Der Futterautomat im Schweinestall der Familie Rauen funktioniert ähnlich wie eine Bierzapfanlage in der Kneipe. Hebel betätigen - dann fließen Wasser und ein Getreide-Mineralstoff-Mix aus den Hähnen. Wann immer ein Schwein Hunger hat, stupst es mit der Schnauze nacheinander die beiden Hebel an. Wasser und Futter landen in einem Behälter und verbinden sich zu einem Brei. "Ein Schwein frisst in der Mastphase knapp 300 Kilogramm", sagt Landwirt Georg Rauen. Wenn es sein Zielgewicht von rund 120 Kilo erreicht hat, transportiert es der 52-Jährige zum Schlachthof. Einmal in der Woche liefere er zehn bis 20 Tiere ab, erzählt er. Mit Sauen und Ebern kennt sich Rauen aus, seit zwei Jahrzehnten betreibt er nicht nur Ackerbau, sondern hält auch Schweine auf seinem Hof in Viersen. Ins Mast-Geschäft stieg er jedoch erst vor rund zwölf Monaten ein. Dabei setze er auf besonders tiergerechte Haltung, sagt der Landwirt: "Zwischen Bio und konventionell."

In sechster Generation betreibt Rauen den Hof mit rund 50 Hektar Fläche in Viersen. Vor 22 Jahren übernahm er von seinem Vater die Leitung. Damals verdiente die Familie ihr Geld hauptsächlich mit Schweinezucht und Ackerbau. Doch irgendwann lohnte sich das Geschäft nicht mehr, der Betrieb sei zu klein gewesen, sagt Rauen. "Wir konnten den Markt nicht mehr beliefern und mussten die Tiere unter Preis verkaufen." Also entschied er sich, nicht mehr nur Schweine zu züchten, sondern sie auch zu mästen und das Fleisch zu verkaufen. Pro Kilo bekommt er derzeit vom Schlachter 1,30 Euro plus Mehrwertsteuer.

 Wenn im Schweinestall der Familie Rauen plötzlich ein Fotograf auftaucht, kommen die Tiere sofort neugierig angelaufen.

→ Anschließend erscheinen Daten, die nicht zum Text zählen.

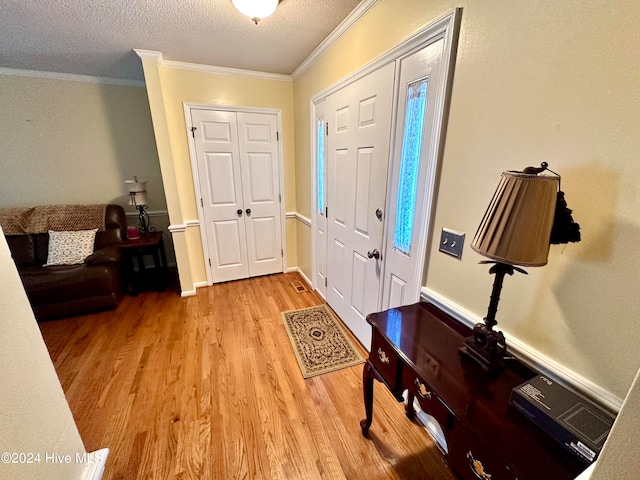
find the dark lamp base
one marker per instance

Wenn im Schweinestall der Familie Rauen plötzlich ein Fotograf auftaucht, kommen die Tiere sofort neugierig angelaufen.

Foto: Jörg Knappe

Knapp 400 Masttiere stehen bei Rauen im Stall, üblicher seien eher Betriebe mit 1000 bis 1500 Tieren und mehr. "Bei der Landwirtschaftskammer hat man uns damals für unseren Plan belächelt", erzählt der Familienvater. Aber einen Stall für so viele Tiere zu bauen, "das war mir einfach zu viel". 800.000 bis 900.000 Euro hätte das gekostet. Stattdessen packten die Söhne Thomas, Christian und Martin mit an. "Wir haben viel in Eigenleistung gemacht. Das ist kein Stall von der Stange". Nach Altersgruppen von knapp drei Monaten bis sieben Monaten sortiert stehen jeweils bis zu 60 Schweine in Abteilen. Jedes hat im Durchschnitt 1,2 Quadratmeter Platz. "Gesetzlich vorgeschrieben sind 0,8 Quadratmeter", erläutert Rauen. Was seinen Stall außerdem von einem konventionellen unterscheide: Der Strohanteil auf dem Betonboden liege bei mehr als 50 Prozent pro Abteil, es gebe statt der mindestes geforderten drei Prozent Fensterfläche mehr als zehn Prozent, außerdem "Beschäftigungsmaterial". So können die Tiere etwa mit Gummilappen spielen, die an Balken geknotet sind. Auch der Futterautomat dient dazu, sie zu beschäftigen.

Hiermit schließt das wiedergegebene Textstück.